NAPLES, Fla.-Doctors should consider extending the course of antibiotics in patients with chronic sinusitis before giving up on conservative medical therapy and going forward to surgery, according to research presented here at the meeting of the Southern Section of the Triological Society.
Explore this issue:May 2006
In a study of maximal medical therapy in his institution, Marc Dubin, MD, Assistant Professor of Rhinology and Sinus Surgery in the Department of Otolaryngology-Head and Neck Surgery at the Johns Hopkins University School of Medicine in Baltimore, Md., determined that adding three weeks to a standard antibiotic program produced added positive results in helping patients clear the stubborn infections.
‘Failure to Respond’ Timeline Uncertain
When a patient presents with chronic sinusitis, the doctor will usually place the individual on maximal medical therapy, he said. However, Dr. Dubin suggested that exactly how long that therapy should last before the patient moves on the next therapeutic step is controversial. Failure to respond, however, represents a major criterion for proposing surgery in these patients.
Dr. Dubin looked at patients undergoing maximal medical therapy to try to get clues as to how long treatment should continue before a doctor should determine that there is failure to respond.

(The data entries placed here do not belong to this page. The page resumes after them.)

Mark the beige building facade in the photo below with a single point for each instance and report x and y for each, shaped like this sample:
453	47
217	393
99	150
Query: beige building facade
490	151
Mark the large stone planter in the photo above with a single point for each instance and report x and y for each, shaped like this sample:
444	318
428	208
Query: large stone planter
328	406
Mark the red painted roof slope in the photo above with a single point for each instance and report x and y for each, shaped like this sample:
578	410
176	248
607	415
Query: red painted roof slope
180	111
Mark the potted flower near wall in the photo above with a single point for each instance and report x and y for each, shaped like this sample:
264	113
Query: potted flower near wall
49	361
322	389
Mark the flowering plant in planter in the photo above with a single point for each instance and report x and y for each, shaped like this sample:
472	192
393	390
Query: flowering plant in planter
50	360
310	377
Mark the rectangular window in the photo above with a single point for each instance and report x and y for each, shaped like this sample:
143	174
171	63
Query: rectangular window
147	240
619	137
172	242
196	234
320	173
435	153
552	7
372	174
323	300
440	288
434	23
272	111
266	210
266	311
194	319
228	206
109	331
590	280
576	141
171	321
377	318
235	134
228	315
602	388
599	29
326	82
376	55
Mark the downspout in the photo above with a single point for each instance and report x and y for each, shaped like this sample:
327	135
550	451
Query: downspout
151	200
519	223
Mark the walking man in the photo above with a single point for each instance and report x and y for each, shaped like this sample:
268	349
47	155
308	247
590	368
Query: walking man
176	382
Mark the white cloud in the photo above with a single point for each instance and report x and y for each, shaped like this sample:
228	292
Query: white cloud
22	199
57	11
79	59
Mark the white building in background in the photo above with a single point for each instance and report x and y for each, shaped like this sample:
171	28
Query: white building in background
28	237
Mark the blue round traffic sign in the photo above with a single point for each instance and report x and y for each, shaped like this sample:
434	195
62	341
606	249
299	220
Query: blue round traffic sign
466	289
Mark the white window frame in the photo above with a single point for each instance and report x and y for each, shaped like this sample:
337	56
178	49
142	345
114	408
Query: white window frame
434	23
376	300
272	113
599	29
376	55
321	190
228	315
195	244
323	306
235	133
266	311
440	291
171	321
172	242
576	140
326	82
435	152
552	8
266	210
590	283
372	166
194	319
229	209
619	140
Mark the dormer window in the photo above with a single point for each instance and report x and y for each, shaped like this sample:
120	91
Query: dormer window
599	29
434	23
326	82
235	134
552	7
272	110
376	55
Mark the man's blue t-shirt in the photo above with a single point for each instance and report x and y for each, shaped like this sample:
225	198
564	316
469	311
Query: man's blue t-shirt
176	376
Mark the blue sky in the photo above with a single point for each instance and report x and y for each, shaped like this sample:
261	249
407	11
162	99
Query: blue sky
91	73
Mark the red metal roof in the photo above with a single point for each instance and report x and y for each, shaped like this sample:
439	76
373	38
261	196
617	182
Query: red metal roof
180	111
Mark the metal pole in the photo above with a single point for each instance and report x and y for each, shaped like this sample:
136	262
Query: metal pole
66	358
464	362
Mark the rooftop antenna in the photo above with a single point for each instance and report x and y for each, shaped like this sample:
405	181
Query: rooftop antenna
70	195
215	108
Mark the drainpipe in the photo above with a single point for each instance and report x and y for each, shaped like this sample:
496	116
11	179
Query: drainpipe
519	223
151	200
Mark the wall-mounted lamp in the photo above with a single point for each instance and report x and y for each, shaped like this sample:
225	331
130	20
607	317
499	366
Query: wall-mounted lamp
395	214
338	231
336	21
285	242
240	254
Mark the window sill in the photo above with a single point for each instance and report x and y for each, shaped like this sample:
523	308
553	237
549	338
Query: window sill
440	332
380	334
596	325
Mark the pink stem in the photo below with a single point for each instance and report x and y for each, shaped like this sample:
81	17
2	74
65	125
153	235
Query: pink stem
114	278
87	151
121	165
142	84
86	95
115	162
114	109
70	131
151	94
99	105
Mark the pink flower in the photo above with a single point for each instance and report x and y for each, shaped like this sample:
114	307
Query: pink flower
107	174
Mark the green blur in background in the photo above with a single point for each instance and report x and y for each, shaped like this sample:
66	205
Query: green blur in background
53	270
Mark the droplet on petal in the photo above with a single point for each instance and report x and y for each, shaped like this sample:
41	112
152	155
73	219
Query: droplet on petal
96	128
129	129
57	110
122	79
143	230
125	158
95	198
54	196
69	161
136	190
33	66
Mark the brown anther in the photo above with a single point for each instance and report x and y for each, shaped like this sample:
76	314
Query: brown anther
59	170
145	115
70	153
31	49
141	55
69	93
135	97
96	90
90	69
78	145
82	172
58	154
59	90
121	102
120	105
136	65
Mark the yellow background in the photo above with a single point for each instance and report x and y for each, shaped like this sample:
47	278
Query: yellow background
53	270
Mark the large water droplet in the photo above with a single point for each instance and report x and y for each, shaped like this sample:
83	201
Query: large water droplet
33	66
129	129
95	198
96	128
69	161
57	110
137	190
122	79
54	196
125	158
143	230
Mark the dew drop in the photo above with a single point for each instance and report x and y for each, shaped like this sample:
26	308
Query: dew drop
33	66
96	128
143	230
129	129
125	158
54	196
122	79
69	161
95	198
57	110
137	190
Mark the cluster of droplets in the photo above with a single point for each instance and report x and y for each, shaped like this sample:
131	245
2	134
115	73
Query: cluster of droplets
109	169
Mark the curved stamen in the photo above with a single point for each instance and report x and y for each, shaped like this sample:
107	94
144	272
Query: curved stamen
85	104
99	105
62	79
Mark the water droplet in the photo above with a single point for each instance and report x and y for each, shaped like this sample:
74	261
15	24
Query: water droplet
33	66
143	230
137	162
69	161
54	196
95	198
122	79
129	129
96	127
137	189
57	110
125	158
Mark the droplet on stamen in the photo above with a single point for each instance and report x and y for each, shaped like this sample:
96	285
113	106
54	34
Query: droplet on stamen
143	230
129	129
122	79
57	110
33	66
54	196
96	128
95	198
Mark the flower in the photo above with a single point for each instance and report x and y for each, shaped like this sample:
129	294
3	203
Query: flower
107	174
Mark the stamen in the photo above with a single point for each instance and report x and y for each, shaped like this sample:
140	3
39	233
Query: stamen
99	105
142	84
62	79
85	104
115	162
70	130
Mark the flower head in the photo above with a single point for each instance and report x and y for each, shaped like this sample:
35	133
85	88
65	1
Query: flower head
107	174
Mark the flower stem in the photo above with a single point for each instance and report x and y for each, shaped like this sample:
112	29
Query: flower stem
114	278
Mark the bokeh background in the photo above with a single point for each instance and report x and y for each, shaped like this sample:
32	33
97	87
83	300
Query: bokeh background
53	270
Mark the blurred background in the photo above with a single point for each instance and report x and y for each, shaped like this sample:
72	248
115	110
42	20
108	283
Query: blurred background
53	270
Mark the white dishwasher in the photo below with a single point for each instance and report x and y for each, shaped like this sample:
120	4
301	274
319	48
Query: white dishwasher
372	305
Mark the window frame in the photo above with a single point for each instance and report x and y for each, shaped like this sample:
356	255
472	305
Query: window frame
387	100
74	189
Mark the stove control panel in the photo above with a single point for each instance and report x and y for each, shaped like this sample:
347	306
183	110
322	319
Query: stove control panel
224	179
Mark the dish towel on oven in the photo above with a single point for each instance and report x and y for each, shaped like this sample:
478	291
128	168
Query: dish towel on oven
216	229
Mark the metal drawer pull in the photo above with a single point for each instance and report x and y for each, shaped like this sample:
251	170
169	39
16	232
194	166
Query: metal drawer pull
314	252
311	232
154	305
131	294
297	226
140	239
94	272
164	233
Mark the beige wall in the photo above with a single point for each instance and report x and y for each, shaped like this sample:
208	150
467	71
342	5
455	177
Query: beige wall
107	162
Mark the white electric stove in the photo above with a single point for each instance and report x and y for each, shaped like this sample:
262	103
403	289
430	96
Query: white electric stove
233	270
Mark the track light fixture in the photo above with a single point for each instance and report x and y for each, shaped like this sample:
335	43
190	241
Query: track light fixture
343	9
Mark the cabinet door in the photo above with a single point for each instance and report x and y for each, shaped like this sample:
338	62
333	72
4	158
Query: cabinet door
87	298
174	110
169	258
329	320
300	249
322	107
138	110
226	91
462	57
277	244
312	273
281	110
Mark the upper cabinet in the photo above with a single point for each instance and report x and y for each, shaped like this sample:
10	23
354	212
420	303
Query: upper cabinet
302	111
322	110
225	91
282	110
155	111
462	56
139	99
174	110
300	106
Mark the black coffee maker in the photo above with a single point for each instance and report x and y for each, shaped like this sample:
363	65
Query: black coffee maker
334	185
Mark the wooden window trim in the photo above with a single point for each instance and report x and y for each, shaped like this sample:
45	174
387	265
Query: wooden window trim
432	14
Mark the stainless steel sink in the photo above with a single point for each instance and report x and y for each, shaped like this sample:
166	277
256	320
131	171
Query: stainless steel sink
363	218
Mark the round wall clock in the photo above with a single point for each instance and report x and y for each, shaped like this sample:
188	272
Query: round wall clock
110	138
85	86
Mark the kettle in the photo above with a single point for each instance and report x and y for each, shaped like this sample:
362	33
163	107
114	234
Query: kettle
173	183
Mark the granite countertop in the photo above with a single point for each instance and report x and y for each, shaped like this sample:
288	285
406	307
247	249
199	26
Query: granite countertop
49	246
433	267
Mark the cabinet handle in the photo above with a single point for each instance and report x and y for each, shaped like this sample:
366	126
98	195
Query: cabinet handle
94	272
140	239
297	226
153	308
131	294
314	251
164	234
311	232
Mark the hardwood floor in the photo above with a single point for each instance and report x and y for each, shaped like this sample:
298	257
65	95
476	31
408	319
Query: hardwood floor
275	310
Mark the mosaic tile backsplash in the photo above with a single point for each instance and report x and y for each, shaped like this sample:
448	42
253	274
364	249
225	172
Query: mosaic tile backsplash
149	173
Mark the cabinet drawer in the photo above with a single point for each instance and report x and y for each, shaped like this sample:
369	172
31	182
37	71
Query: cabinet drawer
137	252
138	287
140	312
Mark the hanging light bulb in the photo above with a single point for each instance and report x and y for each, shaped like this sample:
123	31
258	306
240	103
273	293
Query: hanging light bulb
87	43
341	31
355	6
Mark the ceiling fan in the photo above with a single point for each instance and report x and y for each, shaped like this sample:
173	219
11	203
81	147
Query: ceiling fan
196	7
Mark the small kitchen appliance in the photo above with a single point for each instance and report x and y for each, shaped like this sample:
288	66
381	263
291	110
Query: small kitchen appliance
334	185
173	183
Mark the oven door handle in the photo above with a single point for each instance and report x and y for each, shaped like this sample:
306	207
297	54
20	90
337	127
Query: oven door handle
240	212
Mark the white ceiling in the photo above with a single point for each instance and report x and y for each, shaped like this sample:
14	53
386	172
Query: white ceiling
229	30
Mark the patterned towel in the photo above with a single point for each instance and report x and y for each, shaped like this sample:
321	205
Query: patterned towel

He noted that he had little guidance as to where to begin his study. There are no controlled studies on the length of time a patient should remain on antibiotics, nor are there any studies on what the antibiotic choice should be in chronic sinusitis. In addition, there are no studies that indicate if a combination of antibiotics is required for maximal medical therapy, he said.
Controlled clinical trials will be required to answer a number of questions raised by this trial.
In his retrospective review of cases from the Georgia Nasal and Sinus Institute in Savannah, Dr. Dubin sought to objectively test whether three weeks of treatment with antibiotics was sufficient to clear chronic sinusitis or whether there was a benefit to continuing the antibiotic therapy for six weeks before determining if the patient had, indeed, failed to respond to maximal medical treatment.
There are no controlled studies on the length of time a patient should remain on antibiotics, nor are there any studies on what the antibiotic choice should be in chronic sinusitis. – -Marc Dubin, MD
The treatment progress would be tracked using computer-assisted tomography (CT) scans of the infected sinus cavity. The patients were scheduled to undergo a CT scan at baseline to confirm the disease state and then undergo follow-up scans after three weeks of treatment and after six weeks of treatment.